MUNCIE  — A background to the coming election will be the growing rural-urban divide in America, and how it affects political prospects on the coming decades. Some of the handwringing will be overwrought, but there are a few critical points to consider in the years ahead. Let me try to address some of the issues that will certainly influence economic policy towards city and rural communities in the decades ahead. I begin by dispelling some myths. 

Rural places are culturally and ethnically very diverse. They differ profoundly in types of economic activity, the ethnic origin and religion of inhabitants, and the political tendencies of voters. West Texas ranches are vastly different from Vermont farms or inland California almond farms, which differ greatly from Nebraska row crops, Florida orange groves or Washington vineyards. Looking beyond agriculture, we see that manufacturing, mining and tourism mean the industry structure of rural places are also very different. These places are populated by different people, from different places, and are as diverse and full of cultural variation and wonder as any great city. 

Rural places in the U.S. differ as fully as Peoria does from New York City, Washington, D.C. from El Paso or Savannah from Pittsburgh. Drawing big political conclusions about the rural and urban divide based on such diversity of culture is risky. However, there are significant differences between rural and urban places that tend to influence public policy. The first is population growth.

Over the last century, America’s rural counties haven’t really grown. We have roughly the same number of rural residents as we did in Teddy Roosevelt’s administration, but urban America is more than five times larger. Four out of five Americans live in urban counties as designated by the Office of Management and Budget. To be fair, many of the urban counties have plenty of row crops in them, and rural counties have many small cities. Also, much of the growth in urban places came in formerly rural counties, as has always been the case. Still, urban counties differ in other meaningful ways that are likely to influence future policy. The second big issue is taxes and spending. 

Rural places are large beneficiaries of federal dollars. By some estimates, per capital spending by the federal government is twice as high in rural than urban places. Most of this goes into agriculture subsidies, so rural communities probably don’t perceive the spending. Most may not actually benefit from it. Still, that is a legitimate critique offered by urban taxpayers, who foot most of the bill. Rural residents ought to be more conscious that these large subsidies provide few benefits for their community, while alienating urban taxpayers. 

There’s no national study, but here in Indiana, rural places are also big beneficiaries of state tax dollars. This is per a 2011 study jointly authored by Ball State and the Indiana Fiscal Policy Institute. In that study, we estimated that rural places get more than $560 more per resident in taxes than they pay, while urban places get almost $160 less per resident than they pay. It is a plain fact that state and federal taxpayers subsidize rural places at the expense of cities and suburbs. What is not so clear is whether or not this spending makes a meaningful difference in the lives of rural people. I suspect it does not.

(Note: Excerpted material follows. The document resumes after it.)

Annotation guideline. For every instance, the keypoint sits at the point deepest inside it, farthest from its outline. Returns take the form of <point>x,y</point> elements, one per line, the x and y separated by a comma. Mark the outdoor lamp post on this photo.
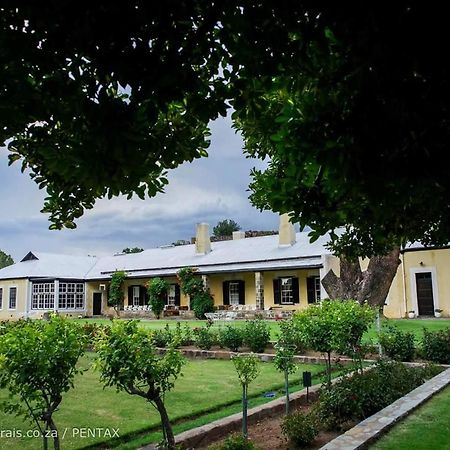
<point>285,363</point>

This is almost certainly true in every other state.

Just looking at Indiana, we also see that rural places tax themselves less than urban places. Per capita taxes in Indiana’s rural counties are almost 10% lower than in urban counties. I suspect this is true across the nation, and is a significant economic and political problem for rural America. 

It’s a hard thing to ask citizens of prosperous and growing places, in need of infrastructure and services, to subsidize a static or declining region. We are an affluent nation and can bear it now, but the unwillingness of rural places to invest in themselves hardly commends more subsidies from urban taxpayers. I believe a reckoning is coming, and it will force rural places to think more intelligently about tax and spending priorities. That begins by admitting that large regional transfers have to have some sort of broader benefit, and that rural taxpayers will have to bear a greater share of that burden.

There are other differences between rural and urban places that influence spending priorities. Urban places are richer, and, when you control for industrial differences, more productive. Here in Indiana, urban counties have per capital income that is 10% higher than in rural counties. That helps balance the higher taxes and lower spending that urban places receive, but the most startling differences lie in educational attainment. 

Urban counties have more than a 50% higher share of adults with a bachelor’s degree than do rural counties. Part of this is clearly attributable to household sorting. The income benefits of education are higher in urban places. In short, that is why cities exist in the first place, as clustering places for skilled workers. 

A full 76% of the differences in income between rural and urban places are explained by differences in educational attainment. By itself, this is strong evidence that rural areas are unlikely to grow without capturing a larger share of educated adults. And this fact ties together the challenges for population growth, taxes and spending and education for rural places. 

The most likely way outsized spending on rural places will benefit the nation as a whole is if the result is more resilient and prosperous communities. 

For the most part, that goal will be elusive for rural communities that do not find some clear linkages to a nearby city. It will also be nearly impossible for rural places to prosper if they don’t shrink the education gap with urban places. This is a backdrop to the current election that will be with us for decades. 

Michael J. Hicks, PhD, is the director of the Center for Business and Economic Research and the George and Frances Ball distinguished professor of economics in the Miller College of Business at Ball State University.